L'équipe de cette chercheuse a décidé d'utiliser un médicament sénolytique pour réduire le nombre de cellules vieillissantes chez des souris présentant des lésions de la moelle épinière et a découvert que la récupération motrice et sensorielle s'améliorait. « Nous avons conclu que ces cellules ont un effet négatif sur les lésions médullaires : elles aggravent considérablement la récupération car elles sécrètent des molécules inflammatoires et profibrotiques, qui contribuent à l'inflammation et à la formation de cicatrices », précise-t-elle.

« Nous menons actuellement des expériences de séquençage d'ARN de cellules individuelles afin de mieux caractériser ces cellules et leur phénotype sécrétoire [l'ensemble des molécules qu'elles sécrètent] à des moments précis après une lésion », ajoute l'experte. Son objectif est de comprendre quel type de cellules elles étaient avant de devenir sénescentes, d'identifier les molécules qu'elles produisent et de concevoir des stratégies plus précises pour manipuler ces facteurs et réduire leur impact négatif sur les tissus.
À l'avenir, la chercheuse prévoit que, s'agissant d'une affection médicale très complexe, le traitement de ce type de lésions combinera des thérapies telles que la neuroprotection, la neurostimulation, la greffe de cellules souches et peut-être d'autres que nous ne connaissons pas encore.
La collaboration s'est toujours révélée être un moteur essentiel du progrès scientifique, mais ce n'est pas le seul.

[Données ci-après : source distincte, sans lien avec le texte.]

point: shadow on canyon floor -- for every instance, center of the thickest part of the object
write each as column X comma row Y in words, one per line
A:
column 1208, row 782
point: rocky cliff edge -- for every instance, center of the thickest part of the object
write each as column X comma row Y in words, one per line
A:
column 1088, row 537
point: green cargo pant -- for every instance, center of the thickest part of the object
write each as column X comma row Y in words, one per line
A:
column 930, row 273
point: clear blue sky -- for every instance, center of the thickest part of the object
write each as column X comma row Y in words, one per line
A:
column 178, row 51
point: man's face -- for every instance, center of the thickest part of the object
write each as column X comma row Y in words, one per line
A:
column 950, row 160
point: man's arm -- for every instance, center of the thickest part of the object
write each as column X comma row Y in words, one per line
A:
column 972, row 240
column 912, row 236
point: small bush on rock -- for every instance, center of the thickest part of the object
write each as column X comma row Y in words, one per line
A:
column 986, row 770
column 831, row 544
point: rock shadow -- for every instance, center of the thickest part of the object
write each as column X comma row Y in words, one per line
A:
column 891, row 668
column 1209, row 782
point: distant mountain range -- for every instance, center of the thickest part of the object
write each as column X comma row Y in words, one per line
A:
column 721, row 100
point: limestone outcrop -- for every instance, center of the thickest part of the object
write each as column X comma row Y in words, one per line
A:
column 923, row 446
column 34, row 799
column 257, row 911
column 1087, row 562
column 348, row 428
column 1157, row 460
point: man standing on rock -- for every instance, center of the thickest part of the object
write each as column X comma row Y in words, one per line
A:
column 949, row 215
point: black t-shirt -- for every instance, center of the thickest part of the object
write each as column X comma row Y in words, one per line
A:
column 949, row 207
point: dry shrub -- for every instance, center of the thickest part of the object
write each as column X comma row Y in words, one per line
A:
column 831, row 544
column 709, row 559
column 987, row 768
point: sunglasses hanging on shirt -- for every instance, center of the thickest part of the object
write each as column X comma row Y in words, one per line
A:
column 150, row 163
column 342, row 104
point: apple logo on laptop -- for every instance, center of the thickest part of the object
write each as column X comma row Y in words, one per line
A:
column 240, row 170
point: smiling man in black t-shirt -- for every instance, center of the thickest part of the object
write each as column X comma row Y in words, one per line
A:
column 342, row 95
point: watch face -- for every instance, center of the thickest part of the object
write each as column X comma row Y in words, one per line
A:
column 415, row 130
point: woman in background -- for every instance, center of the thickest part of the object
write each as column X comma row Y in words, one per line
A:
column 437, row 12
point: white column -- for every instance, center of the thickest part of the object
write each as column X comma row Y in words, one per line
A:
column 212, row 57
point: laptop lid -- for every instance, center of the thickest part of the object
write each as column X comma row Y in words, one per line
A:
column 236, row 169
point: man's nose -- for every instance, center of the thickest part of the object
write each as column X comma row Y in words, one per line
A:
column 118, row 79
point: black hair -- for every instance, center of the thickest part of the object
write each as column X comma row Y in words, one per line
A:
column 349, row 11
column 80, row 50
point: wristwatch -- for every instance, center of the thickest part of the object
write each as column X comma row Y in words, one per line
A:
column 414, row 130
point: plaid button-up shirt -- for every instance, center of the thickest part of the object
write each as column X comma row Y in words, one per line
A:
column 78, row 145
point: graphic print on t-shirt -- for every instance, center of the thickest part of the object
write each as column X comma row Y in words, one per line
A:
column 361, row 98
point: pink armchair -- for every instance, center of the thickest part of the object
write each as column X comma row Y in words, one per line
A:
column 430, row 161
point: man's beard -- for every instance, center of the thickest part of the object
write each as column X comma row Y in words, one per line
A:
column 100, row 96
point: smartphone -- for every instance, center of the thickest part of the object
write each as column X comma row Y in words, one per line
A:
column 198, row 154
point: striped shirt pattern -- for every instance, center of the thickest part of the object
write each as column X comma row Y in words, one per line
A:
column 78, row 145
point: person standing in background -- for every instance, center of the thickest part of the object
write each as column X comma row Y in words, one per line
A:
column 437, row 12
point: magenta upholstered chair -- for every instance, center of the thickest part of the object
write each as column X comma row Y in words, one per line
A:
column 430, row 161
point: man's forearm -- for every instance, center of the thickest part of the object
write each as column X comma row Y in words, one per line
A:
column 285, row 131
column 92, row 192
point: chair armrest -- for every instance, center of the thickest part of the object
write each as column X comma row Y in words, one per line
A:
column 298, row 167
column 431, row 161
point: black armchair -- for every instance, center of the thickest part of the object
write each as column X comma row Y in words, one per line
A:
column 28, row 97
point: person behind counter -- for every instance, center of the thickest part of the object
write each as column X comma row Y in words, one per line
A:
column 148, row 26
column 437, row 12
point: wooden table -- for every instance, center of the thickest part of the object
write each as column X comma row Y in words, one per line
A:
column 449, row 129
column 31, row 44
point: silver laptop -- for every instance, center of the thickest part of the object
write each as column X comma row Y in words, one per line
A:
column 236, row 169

Comme le montrent ces trois recherches, la nature joue également un rôle fondamental. Et elle continuera à le faire. En effet, « il y a à peine trois ans, on a découvert qu'il existait un mammifère, l'Acomys ou souris épineuse, qui, contrairement aux autres, était capable de régénérer sa moelle épinière », révèle Saúde. « Les recherches se poursuivent pour comprendre pourquoi, mais il est clair que les scientifiques doivent continuer à se tourner vers la nature pour apprendre d'elle », conclut-elle.